Per-pupil expenditure runs $23,343 according to the NCES F-33 School District Finance Survey, which aggregates every revenue and spending line reported under federal accounting standards. The funding mix is 26.7% local, 66.0% state, and 7.4% federal — a breakdown that matters because districts leaning heavily on local revenue are more exposed to property-tax swings, while higher federal shares typically track Title I concentration. Average teacher compensation clocks in at $129,202 per NCES F-33, a signal of the district's ability to recruit and retain staff against neighbouring districts. The district's equity score — 42/100, ranked #150 of 362 in Massachusetts against a state average of 38 — measures how evenly funding reaches schools within its boundaries.
a 421:1 student-counselor ratio, above the 250:1 ASCA recommendation, and 15.2% chronic absenteeism from the 2021-22 Civil Rights Data Collection. Demographically, the student body averages 78.0% White, 12.5% Hispanic or Latino, 2.4% Asian across the district's schools.
Burgess Elementary accounts for 100.0% of all Sturbridge student enrollment
That concentration — well above the 8.4% national median for largest-entity share — means Sturbridge-wide averages can mask substantial variation outside the dominant entity. Grade band: other. A single dominant campus often anchors a district's program offerings and staffing patterns; the share helps explain why district-wide averages may not reflect the typical neighbourhood-school experience. When one entity dominates a region's footprint, its programmatic and budget decisions effectively set policy for a majority of the affected population.

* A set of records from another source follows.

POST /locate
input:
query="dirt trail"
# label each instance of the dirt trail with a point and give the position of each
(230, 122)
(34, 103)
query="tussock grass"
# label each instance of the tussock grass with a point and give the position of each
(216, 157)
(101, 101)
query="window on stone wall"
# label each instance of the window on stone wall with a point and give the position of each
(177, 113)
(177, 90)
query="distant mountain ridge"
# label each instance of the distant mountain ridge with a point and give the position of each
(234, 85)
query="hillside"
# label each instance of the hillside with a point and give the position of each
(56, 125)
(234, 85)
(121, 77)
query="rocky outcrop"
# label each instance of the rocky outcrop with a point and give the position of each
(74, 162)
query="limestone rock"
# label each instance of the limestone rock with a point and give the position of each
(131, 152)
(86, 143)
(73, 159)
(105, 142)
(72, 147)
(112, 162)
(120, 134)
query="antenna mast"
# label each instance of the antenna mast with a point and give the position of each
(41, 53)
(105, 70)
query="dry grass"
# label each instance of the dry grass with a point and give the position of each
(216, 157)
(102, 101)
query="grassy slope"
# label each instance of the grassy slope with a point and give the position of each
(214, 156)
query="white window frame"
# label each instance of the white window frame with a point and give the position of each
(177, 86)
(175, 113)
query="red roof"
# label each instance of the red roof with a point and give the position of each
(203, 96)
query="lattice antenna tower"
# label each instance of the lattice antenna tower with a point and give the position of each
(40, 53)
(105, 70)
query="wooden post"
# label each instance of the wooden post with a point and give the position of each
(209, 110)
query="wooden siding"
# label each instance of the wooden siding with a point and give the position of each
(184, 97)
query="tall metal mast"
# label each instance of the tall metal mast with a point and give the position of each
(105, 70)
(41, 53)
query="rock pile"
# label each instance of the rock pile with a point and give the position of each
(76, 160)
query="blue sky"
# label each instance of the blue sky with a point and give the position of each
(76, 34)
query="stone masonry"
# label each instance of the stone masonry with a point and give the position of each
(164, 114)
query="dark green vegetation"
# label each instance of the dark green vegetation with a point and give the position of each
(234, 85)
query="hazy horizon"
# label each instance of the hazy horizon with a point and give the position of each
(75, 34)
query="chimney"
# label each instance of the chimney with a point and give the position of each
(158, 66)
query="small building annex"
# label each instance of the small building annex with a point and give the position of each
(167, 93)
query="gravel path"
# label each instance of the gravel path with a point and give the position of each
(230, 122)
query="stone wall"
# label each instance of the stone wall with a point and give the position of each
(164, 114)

Sturbridge student-counselor ratio is 421:1 — high (typically associated with staffing constraints that limit per-student counselor time; CRDC data shows higher ratios cluster in larger urban systems)

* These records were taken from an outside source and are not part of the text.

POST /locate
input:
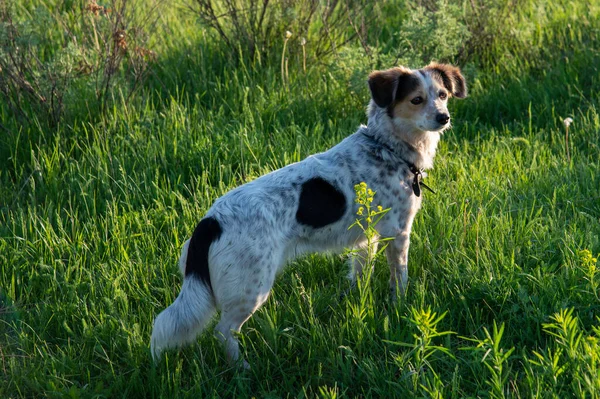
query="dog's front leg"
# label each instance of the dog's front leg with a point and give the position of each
(397, 255)
(360, 256)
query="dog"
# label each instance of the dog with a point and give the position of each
(250, 233)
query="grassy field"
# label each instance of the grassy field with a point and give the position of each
(504, 295)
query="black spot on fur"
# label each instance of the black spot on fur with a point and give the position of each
(207, 231)
(320, 203)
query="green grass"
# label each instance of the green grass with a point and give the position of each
(501, 301)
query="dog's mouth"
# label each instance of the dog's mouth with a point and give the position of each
(441, 127)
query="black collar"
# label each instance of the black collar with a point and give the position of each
(418, 173)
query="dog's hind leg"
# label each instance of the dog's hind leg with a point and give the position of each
(180, 323)
(239, 303)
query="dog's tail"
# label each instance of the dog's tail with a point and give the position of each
(180, 323)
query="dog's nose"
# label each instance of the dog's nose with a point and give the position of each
(442, 119)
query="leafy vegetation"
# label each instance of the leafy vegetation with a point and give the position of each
(97, 199)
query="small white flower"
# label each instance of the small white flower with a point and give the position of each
(568, 121)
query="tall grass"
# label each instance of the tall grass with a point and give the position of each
(502, 298)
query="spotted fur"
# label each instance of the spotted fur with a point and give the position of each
(250, 233)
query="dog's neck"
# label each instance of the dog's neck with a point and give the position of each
(415, 146)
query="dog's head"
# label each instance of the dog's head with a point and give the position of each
(417, 99)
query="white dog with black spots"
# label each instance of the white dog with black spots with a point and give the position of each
(249, 234)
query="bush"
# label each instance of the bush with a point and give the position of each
(253, 28)
(102, 50)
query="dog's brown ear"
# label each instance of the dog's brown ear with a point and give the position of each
(391, 85)
(451, 77)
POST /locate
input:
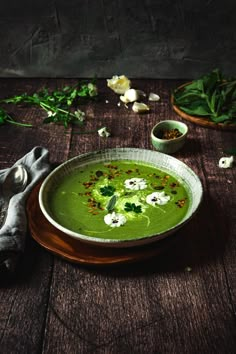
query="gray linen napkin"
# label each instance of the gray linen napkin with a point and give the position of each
(13, 231)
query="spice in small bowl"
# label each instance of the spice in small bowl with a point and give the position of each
(169, 136)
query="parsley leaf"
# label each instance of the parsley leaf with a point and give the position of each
(112, 202)
(133, 207)
(58, 104)
(107, 191)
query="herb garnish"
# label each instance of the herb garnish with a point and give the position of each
(212, 96)
(58, 104)
(107, 191)
(6, 118)
(133, 207)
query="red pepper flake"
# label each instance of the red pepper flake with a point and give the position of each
(181, 202)
(174, 184)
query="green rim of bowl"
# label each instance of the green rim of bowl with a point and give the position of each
(157, 159)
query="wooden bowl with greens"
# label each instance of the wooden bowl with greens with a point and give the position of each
(209, 101)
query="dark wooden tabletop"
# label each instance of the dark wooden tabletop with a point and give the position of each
(181, 301)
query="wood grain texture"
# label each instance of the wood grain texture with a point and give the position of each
(182, 301)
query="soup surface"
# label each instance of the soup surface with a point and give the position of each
(118, 200)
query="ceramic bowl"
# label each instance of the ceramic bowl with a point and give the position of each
(168, 146)
(163, 162)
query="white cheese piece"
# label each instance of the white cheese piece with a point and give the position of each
(139, 107)
(226, 162)
(103, 132)
(153, 97)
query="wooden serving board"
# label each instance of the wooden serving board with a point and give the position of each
(76, 251)
(205, 122)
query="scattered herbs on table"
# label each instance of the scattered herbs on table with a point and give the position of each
(58, 104)
(6, 118)
(212, 96)
(169, 134)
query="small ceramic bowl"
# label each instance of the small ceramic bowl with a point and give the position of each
(174, 142)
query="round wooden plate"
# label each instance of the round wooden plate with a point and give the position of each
(205, 122)
(76, 251)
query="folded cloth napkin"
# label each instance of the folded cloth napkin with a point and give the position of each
(13, 231)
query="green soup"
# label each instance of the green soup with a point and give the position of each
(147, 200)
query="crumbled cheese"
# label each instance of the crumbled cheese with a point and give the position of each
(226, 162)
(153, 97)
(103, 132)
(139, 107)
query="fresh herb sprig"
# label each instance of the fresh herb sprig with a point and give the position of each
(211, 96)
(59, 104)
(133, 207)
(6, 118)
(107, 191)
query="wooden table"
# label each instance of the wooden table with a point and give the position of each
(181, 301)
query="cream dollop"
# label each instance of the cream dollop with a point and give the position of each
(115, 219)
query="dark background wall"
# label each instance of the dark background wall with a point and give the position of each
(148, 38)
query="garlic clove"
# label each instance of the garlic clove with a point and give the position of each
(119, 84)
(131, 95)
(153, 97)
(124, 99)
(139, 107)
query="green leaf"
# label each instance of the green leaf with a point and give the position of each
(196, 110)
(133, 207)
(112, 202)
(107, 191)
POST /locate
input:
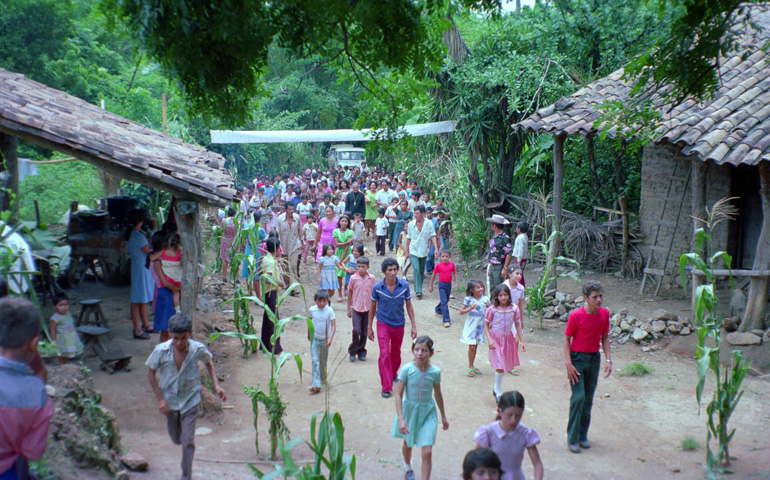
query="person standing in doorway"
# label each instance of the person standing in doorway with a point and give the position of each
(587, 328)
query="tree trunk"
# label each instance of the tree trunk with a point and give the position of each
(10, 155)
(558, 188)
(189, 230)
(756, 305)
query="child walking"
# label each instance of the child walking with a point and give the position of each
(359, 302)
(62, 330)
(324, 327)
(474, 305)
(508, 438)
(501, 326)
(416, 414)
(446, 271)
(178, 391)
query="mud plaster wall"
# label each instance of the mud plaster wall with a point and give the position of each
(659, 164)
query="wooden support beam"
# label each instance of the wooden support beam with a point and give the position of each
(558, 189)
(190, 232)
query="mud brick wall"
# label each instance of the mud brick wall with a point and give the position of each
(661, 162)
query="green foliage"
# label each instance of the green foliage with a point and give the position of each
(690, 444)
(635, 369)
(708, 323)
(329, 435)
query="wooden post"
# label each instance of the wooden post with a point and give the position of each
(558, 189)
(9, 151)
(190, 232)
(698, 211)
(759, 288)
(623, 201)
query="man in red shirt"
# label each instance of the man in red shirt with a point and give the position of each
(587, 327)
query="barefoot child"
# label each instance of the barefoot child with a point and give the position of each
(324, 327)
(446, 271)
(475, 304)
(359, 302)
(416, 414)
(62, 330)
(501, 326)
(508, 438)
(178, 391)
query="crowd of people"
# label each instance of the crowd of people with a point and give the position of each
(327, 216)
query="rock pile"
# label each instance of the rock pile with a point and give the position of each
(627, 327)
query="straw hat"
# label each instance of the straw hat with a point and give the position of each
(498, 219)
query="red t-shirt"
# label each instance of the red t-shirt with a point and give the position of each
(587, 329)
(444, 271)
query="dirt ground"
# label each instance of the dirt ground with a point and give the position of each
(638, 422)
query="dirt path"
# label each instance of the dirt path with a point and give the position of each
(638, 423)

student-counselor ratio is the simplest comparative metric but it does not capture the full picture: the ratio counts FTE counselors against total enrollment — districts that contract intervention or social-emotional staff outside the counselor classification may be under-counted Higher values may reflect larger urban scale or recent resource constraints that have widened the gap.
Sturbridge chronic absenteeism rate is 15.2% — near the typical range (US average ~28) — aligned with the national post-pandemic baseline of roughly 28% chronic absenteeism
chronic absenteeism rate is the simplest comparative metric but it does not capture the full picture: a student is chronically absent if they miss ≥10% of enrolled days for any reason — illness, family obligations, or disengagement Variation between sub-units within Sturbridge is typically wider than the Sturbridge-aggregate figure suggests.
Sturbridge has 1 schools, including 1 other. Total enrollment is 883 students.
How much does Sturbridge spend per student?
Sturbridge spends $23,343 per student. The district has an equity score of 42/100, ranking #150 in Massachusetts.
What is the average teacher salary in Sturbridge?
The average teacher salary in Sturbridge is $129,202 per year, according to the NCES CCD F-33 Finance Survey.
What is the average rent near Sturbridge?
The HUD Fair Market Rent for a 2-bedroom in Worcester County County is $N/A/month (2026). This affects housing affordability for families in the district.
What is the demographic composition of Sturbridge?
Sturbridge students are 78.0% White, 12.5% Hispanic or Latino, 2.4% Asian, 1.7% African American, averaged across 1 schools. Source: NCES CCD Membership 2024-25.
What is the equity score for Sturbridge?
Sturbridge has an equity score of 42/100, ranking #150 out of 362 districts in Massachusetts. This score measures resource distribution fairness across schools in the district.